So, amidst two-film-a-year shared universes the franchises risk repetition, alienating the fans or confusing the general audience. At some point this will translate as reduced ticket sales. There will be a time when simply seeing a curiosity like a live action Thor movie isn’t enough. That’s is if that threshold wasn’t already reached with the blink and you’ll miss it villainy in Thor 2 that interrupted the dicjotemy of an excellent character study of Loki and a series of lamentable trousers down comedy sketches. Helmsworth’s other film of 2013? The excellent Rush. I know which of those two I am buying on Blu Ray. How many times can the Hulk flee the military? How many times can a rival business man try to usurp Stark using his technology against him? How many times can Batman save the city from an unrealistic doomsday device? 2 hour movies do not have the time and/or budget to retell some of comics finest hours, and studio fears prevent the riskier or more personal stories being translated to the screen, e.g. Death in the Family or Demon in a Bottle. At the other end of the scale the big stories like the Death and Return of Superman or The Age of Apocalypse were told over something like 30-50 comics featuring numerous characters, will the movie version of Age of Apocalypse be a 6 film extravaganza with the same depth as the comics, or will it, like Robin Blake or the Trevor Slattery Mandarin turn out to be a pale and largely unsatisfying imitation? What happens when the films stop meeting even the most basic expectations of the audience? Even Superman’s bold 2013 reinvention, with an all star cast and predictable apocalyptic anti terror overtones drew the criticism that it wasn’t enough like the 1979 take on the character. Itself an unsatisfying vision in which Lex Luthor is little more than a used car salesman and Superman’s powers include the most implausible and ill thought demonstration of time travel ever conceived on film, and that includes hot tub time machine. If the quality, or perceived quality falls, then so does the genre.

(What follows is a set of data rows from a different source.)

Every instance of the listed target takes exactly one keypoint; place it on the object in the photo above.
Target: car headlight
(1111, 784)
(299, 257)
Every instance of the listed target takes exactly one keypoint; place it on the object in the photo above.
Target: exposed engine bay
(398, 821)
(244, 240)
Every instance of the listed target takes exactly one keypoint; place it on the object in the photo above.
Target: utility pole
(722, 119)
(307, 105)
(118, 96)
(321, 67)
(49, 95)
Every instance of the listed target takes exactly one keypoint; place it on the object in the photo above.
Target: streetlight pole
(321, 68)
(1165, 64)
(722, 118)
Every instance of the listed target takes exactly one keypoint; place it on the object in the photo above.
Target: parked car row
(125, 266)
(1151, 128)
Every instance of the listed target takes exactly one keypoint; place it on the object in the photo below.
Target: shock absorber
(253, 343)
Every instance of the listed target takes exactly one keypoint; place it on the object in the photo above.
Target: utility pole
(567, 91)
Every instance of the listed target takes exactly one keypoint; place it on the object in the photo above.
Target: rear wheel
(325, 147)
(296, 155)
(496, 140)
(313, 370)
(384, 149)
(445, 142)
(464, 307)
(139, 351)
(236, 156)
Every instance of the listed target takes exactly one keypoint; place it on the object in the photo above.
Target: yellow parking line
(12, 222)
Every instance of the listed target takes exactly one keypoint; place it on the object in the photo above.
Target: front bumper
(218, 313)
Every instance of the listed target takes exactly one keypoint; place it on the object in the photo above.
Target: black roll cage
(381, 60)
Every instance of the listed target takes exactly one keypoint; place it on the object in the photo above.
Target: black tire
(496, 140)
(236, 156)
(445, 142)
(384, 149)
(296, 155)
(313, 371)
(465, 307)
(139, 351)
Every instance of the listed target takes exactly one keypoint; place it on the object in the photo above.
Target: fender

4, The case of Fandom. I have a fondness for Spiderman, Superman and Batman, I like some X books and my comic collection is wide and varied. I never really considered Marvel and DC to be at war with each other, and still don’t. Moreover however they present as rivals I think their mutual success is essential, feeding a symbiotic relationship between the big two. For example Marvel Now! is a riff on the new 52, itself an expansion of the successful All Star… series, which was of course inspired by the Ultimate universe. Avengers taking a billion dollars can only have acted as a defibrillator on the development issues surrounding the Justice League movie, not utterly defeated it as is suggested in some reader responses to other articles. The worst thing that could happen to the DCCU would be the failure of the MCU. However with so much product on the shelves (see argument 2) fandom is dividing itself, people define themselves as Nolanites or Marvelites in much the same way as fans of Tottenham Hotspur and Arsenal hate and vilify each other. And whilst many football rivalries are based on religious division or geography, there is no such cultural imperative for CBM fan division. 20 years ago I would have assumed liking Superman was a good predictor that you would probably like Spiderman and the Hulk, the same assumption now, it seems, would be lunacy. And this rivalry, perceived or real {since most Man of Steel detractors certainly seem to have seen the movie} is generating hatred. This ill feeling is expressed as bad press, hostile fan reactions, twitter threats and anti ‘this film’ or ‘that actor’ facebook pages and twitter trends. At some point this will begin to have a real impact on the genre, film boycotts, pickets, what happens to the public perception of the CBM following the first suicide brought about by an online row about Superman’s costume or the Human Torch’s “racially inappropriate” casting? Maybe that is an exaggeration but whatever the crunch point is, at some point it will happen, and it will change the game. And in turn it will affect box office (see argument 2)
The good news is that between the plans already in place, current CBM popularity and ever cheaper CGI there are probably a few years left of this current fashion. The coming of Star Wars may well lead to resuscitation of the space action adventure genre and one Star Wars film a year will by definition feel more special than the 6th or 7th CBM. Like comics themselves it may be that future CBMs become less obsessed with continuity and shared universe and that a Ben Affleck version of Killing Joke in 2017 may be followed in 2018 with a version of The Dark Knight Returns starring Clint Eastwood. We may see Disney and/or Pixar producing lower cost Marvel CGI movies where, free of contracts and licensing issues, and aging actors, every Marvel Character can star in the Infinity Gauntlet or the Secret Wars. This would give fans the comic faithful intimate or blockbuster stories they are looking to see realised on the big screen, The DC Batman Animated Series was superb, as are the continued DC animations. These approaches would give the studios and creative talent the freedom to chop and change without upsetting the needs of a cultivated shared universe. The current trend of quickly produced generic CBMs may be heading to an inevitable decline, but fortunately the aftermath may be significantly more satisfying.